Addressing this financial strain requires businesses to thoroughly analyze cloud expenses and seek efficiencies without sacrificing performance. This involves a detailed examination of data usage patterns, pinpointing areas of inefficiency, and a consideration for more cost-effective storage options. To manage cloud data costs effectively, firms need to focus on the compute consumed by queries and the associated data egress volumes, tabulating the usage of datasets, and optimizing storage solutions. These efforts are enhanced by adopting financial operations (FinOps) principles, which blend financial accountability with the cloud’s flexible spending model.
By regularly monitoring expenditures, forecasting costs, and implementing financial best practices in cloud management, organizations can balance cost savings and operational efficacy, ensuring that their data strategies are economically and functionally robust. In 2024, we will see a significant rise in the use of FinOps dashboards to better manage cloud data charges.
Data Security and Governance Will Need To Be Simplified
Poorly integrated data impacts the agility of an organization on many levels, but this impact is perhaps felt most strongly in data security and governance. Because it takes time to update the myriad of siloed systems individually, it is impossible to secure or govern all enterprise systems simultaneously.
To meet this challenge, organizations are leveraging global policies for data security and governance. Global data security policies can be based not only on user roles, but also on location, so that a person on vacation might not be able to access the data from the main office. Global data governance policies too can automatically standardize the spelling of certain words, across the different systems within a company.
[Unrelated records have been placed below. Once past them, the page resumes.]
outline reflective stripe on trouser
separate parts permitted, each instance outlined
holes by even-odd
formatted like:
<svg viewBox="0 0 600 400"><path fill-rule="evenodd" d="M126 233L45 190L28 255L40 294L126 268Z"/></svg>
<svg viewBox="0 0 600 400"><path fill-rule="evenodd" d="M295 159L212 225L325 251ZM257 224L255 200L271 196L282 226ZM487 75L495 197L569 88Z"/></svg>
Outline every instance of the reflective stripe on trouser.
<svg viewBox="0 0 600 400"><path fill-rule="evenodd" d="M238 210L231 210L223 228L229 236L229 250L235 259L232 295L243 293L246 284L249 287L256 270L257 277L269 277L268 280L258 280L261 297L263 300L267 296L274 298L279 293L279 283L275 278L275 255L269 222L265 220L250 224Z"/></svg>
However, in order to synchronize the application of global policies in real time, such data security and governance implementations require the foundation of a logical approach to data management, and such an approach is covered in the next section.
The Future Is Logical
To overcome the challenges inherent in each of these five trends, organizations will need to be able to leverage Data Management strategies that are designed from the ground up to support distributed data. Traditional Data Management approaches rely on the physical replication of data from multiple systems into a central repository, like a data warehouse or data lake, but such approaches, by definition and also in practice, do not support inherently distributed data. In contrast, logical Data Management approaches enable real-time connections to disparate data without replication, to support inherently distributed data.
As a result, logical Data Management will be here to stay in 2024 and beyond, as it enables every organization to manage distributed data in the most efficient and cost-effective way possible.